L’interview revient toujours à sa santé mentale. Il est là pour parler de ce sujet, c’est évident. A tel point que ce thème est presque devenu un cheval de bataille. « Je ressens un lien plus fort avec l’univers. C’est un problème de santé extrêmement stigmatisé. Les gens ont droit d’en dire ce qu’ils veulent et de le discriminer. C’est une entorse au cerveau, comme une entorse à la cheville. Si quelqu’un à une entorse à la cheville, on ne le force pas à marcher. Mais quand vous avez une entorse au cerveau, les gens ne font qu’empirer les choses. » Il avoue aussi ne plus prendre de médicaments. Mais le naturel revient vite au galop, sans que cela ne soit pour nous déplaire : « Je suis le malade le plus célèbre, et je n’ai ça que depuis deux ans. Mais qu’en est-il de ceux qui ont cela depuis qu’ils ont deux ans ? […] Ces idées folles, ces scènes folles, cette musique folle et cette manière de penser folle… Il est très probable que cela vienne d’un fou« .
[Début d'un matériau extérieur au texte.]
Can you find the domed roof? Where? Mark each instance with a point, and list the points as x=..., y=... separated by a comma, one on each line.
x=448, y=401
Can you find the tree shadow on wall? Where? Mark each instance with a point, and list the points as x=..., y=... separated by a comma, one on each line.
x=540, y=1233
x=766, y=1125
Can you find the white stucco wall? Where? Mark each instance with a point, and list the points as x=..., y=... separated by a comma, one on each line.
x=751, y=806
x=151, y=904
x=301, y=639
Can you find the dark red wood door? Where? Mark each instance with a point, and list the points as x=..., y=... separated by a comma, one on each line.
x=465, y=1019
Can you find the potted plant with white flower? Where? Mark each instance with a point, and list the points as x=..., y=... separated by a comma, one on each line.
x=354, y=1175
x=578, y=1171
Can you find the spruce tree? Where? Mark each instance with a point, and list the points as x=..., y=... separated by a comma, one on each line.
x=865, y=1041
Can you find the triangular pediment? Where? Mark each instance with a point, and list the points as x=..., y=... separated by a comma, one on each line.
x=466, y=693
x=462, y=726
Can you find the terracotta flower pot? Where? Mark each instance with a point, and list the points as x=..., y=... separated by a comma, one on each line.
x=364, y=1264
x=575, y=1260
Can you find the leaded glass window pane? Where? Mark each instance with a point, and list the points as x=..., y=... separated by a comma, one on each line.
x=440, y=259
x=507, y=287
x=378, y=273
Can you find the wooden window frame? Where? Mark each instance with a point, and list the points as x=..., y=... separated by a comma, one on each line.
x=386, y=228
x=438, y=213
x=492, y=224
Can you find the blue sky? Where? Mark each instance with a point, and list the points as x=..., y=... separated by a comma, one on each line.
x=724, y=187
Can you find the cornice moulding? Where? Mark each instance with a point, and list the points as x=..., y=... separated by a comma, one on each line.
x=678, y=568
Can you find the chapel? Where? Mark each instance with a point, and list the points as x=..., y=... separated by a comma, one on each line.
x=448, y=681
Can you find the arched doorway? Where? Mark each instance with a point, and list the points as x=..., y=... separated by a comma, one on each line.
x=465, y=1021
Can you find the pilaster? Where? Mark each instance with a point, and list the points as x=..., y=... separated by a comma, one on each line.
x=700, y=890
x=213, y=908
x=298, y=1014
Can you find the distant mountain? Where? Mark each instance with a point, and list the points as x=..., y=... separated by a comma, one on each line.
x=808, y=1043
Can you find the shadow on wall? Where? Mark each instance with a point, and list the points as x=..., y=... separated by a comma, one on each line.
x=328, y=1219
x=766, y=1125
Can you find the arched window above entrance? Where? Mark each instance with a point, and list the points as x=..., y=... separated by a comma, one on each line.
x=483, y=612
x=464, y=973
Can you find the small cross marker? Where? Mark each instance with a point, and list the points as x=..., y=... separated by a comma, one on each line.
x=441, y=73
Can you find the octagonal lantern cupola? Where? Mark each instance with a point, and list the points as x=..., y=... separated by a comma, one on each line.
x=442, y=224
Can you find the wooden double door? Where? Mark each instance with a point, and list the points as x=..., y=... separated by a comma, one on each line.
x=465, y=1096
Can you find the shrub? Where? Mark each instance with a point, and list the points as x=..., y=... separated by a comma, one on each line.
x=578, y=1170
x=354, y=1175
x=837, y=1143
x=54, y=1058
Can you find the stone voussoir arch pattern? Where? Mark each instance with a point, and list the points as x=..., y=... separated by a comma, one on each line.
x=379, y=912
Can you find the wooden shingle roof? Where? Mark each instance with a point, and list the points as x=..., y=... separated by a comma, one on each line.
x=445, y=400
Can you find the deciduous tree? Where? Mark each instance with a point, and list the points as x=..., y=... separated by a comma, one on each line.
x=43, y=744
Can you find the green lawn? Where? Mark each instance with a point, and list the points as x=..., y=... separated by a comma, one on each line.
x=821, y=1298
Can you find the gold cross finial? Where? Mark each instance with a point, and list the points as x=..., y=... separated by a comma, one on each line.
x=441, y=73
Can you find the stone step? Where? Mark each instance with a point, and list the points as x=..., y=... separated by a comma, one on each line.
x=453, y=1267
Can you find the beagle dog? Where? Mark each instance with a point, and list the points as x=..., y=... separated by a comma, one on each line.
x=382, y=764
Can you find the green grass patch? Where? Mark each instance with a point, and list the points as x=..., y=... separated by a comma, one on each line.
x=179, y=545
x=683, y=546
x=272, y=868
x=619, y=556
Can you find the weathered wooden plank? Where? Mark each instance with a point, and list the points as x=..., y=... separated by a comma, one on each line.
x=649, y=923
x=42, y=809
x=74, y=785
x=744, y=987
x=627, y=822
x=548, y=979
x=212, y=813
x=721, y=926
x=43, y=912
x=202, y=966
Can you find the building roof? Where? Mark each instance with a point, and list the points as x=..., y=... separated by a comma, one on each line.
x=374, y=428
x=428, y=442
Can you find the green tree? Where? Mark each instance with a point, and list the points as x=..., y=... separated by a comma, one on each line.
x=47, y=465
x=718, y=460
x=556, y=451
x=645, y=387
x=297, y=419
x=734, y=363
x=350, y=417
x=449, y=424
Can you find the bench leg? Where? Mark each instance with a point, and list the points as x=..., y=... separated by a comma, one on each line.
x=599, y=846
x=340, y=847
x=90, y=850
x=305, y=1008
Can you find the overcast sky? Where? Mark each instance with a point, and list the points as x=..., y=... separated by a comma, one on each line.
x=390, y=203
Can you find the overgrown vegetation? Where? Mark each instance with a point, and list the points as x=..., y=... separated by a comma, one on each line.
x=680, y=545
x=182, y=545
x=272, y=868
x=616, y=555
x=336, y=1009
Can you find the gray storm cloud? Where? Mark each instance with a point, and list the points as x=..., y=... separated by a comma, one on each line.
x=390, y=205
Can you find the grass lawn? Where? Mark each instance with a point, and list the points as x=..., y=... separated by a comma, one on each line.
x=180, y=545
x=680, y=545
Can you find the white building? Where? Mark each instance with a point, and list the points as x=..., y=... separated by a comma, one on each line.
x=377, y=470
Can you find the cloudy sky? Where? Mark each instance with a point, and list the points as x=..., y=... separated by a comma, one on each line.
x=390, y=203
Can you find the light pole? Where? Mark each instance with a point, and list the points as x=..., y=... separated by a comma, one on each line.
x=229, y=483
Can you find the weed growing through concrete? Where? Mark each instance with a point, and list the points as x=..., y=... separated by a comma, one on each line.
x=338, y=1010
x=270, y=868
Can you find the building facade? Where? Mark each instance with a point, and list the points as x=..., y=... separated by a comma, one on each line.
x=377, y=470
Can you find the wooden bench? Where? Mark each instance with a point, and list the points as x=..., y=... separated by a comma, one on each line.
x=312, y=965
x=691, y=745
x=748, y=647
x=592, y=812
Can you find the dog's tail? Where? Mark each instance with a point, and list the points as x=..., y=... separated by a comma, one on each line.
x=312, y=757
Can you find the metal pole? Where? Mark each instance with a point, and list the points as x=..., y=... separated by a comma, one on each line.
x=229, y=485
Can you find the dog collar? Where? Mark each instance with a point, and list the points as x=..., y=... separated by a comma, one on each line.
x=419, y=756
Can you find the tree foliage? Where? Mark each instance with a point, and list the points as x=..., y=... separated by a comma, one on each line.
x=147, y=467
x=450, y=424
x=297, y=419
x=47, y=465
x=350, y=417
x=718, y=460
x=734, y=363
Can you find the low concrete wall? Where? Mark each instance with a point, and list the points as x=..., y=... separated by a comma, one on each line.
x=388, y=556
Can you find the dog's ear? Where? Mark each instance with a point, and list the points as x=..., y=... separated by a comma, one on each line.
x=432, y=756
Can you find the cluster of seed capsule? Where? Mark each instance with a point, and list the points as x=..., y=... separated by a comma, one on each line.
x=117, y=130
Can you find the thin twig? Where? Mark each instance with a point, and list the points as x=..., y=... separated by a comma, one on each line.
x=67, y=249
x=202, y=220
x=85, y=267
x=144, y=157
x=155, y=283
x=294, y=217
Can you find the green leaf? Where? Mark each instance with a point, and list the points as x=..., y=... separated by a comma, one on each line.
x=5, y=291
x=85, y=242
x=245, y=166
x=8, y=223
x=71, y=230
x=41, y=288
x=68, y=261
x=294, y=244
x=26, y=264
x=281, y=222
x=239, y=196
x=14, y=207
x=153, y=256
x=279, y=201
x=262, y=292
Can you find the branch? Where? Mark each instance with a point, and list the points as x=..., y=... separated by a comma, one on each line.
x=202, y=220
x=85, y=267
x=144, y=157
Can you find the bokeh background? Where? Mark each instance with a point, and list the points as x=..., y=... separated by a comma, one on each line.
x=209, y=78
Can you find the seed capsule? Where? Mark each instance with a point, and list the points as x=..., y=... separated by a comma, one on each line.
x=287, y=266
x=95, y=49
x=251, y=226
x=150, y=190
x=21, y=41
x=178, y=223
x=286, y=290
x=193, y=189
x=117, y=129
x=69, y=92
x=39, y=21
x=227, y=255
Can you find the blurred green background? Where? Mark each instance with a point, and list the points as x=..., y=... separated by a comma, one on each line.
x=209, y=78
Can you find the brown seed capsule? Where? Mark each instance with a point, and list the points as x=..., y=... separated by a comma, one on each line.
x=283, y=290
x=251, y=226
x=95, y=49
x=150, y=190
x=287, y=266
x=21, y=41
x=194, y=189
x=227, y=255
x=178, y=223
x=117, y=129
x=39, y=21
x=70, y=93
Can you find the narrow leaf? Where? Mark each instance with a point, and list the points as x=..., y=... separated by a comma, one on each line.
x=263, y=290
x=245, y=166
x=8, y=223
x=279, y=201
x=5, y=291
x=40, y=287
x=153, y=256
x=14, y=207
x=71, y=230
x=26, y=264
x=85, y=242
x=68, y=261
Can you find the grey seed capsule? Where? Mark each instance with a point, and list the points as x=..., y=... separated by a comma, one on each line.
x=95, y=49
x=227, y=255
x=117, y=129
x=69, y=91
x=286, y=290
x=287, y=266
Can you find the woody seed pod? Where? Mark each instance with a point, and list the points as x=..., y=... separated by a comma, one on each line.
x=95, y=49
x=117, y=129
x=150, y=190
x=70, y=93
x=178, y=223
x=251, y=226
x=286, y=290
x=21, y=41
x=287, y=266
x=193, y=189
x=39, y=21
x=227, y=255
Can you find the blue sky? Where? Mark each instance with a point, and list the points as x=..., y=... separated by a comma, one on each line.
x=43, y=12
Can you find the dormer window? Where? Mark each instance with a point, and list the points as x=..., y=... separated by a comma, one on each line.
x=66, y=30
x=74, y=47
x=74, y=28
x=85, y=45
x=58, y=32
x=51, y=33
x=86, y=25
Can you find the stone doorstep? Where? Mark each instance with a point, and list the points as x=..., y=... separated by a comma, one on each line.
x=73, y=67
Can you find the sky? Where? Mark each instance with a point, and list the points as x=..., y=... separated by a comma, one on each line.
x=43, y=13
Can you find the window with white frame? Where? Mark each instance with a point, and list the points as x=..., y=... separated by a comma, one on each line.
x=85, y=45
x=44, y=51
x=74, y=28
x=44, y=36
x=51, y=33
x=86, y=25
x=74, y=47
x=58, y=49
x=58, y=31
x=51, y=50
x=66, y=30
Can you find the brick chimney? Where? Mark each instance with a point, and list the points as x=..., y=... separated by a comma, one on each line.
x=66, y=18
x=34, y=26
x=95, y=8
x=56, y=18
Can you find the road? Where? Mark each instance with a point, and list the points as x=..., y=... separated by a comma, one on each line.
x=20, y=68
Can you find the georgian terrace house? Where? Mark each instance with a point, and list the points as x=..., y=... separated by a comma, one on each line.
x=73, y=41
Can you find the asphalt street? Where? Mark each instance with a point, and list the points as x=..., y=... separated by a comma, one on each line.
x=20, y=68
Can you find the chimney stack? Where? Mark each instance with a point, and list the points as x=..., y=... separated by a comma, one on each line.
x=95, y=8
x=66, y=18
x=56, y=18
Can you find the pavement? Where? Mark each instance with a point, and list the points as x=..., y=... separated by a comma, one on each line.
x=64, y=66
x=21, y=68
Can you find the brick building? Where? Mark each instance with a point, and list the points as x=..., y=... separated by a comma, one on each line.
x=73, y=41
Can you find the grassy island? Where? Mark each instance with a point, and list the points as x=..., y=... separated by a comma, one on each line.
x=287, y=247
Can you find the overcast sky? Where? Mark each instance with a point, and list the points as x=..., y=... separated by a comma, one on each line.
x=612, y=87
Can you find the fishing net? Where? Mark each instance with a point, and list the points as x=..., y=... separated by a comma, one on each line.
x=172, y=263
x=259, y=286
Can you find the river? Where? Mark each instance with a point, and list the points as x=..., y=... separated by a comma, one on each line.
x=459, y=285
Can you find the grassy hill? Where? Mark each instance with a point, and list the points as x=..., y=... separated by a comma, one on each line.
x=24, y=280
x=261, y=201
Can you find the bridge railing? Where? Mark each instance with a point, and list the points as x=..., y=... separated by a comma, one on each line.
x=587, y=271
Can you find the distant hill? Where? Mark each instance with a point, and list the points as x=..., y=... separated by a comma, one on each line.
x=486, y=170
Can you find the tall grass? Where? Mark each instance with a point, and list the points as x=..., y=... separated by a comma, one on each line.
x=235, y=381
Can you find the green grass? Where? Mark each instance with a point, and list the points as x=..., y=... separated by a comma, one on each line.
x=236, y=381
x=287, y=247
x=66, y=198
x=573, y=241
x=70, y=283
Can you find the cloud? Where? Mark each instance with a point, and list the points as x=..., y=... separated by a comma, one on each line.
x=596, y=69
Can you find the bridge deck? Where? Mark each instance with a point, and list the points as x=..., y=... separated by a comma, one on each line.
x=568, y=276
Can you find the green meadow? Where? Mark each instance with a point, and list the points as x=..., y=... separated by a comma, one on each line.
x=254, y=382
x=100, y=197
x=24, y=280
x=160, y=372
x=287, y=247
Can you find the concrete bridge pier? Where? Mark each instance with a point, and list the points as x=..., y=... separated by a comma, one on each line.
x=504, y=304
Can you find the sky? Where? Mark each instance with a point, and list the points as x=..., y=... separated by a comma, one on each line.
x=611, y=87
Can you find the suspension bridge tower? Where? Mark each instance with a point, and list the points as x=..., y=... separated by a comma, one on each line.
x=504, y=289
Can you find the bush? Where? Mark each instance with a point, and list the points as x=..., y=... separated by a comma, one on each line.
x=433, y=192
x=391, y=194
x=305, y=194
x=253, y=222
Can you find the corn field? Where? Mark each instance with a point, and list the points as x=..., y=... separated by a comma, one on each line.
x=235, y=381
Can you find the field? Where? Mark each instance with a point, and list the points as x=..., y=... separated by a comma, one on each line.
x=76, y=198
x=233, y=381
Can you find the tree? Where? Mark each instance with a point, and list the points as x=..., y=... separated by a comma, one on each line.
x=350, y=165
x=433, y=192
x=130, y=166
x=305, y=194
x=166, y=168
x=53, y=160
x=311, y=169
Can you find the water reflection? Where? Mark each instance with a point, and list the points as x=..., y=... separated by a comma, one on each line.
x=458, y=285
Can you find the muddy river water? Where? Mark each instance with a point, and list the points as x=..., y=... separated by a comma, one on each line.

Finalement, il trouve la lumière lors de ses Sunday Services, sorte de messes musicales et spirituelles où il réunit famille, choristes et musiciens tous les dimanches dans sa résidence du Wyoming. C’est son projet actuel principal, avec sa marque de vêtements, qui a d’ailleurs droit à un beau moment de promo durant l’émission. « Nous voulions ouvrir nos cœurs et faire la musique que nous trouvions aussi pure et positive que possible, faire cela une heure chaque dimanche pour que les gens puissent se retrouver et se sentir bien. Quand j’étais à l’hôpital il y a quelques années, je notais tout un tas d’idées. L’une d’elles était de créer une église. Ça n’est pas rien, ça peut être une idée effrayante. » Toujours dans son idée du culte de la personnalité, détourné cette fois à des fins, peut-être, plus nobles. Car en un an et demi, Kanye West a grandement dégonflé. S’il parvient à aller mieux un jour, à se retrouver totalement, il en sera autrement.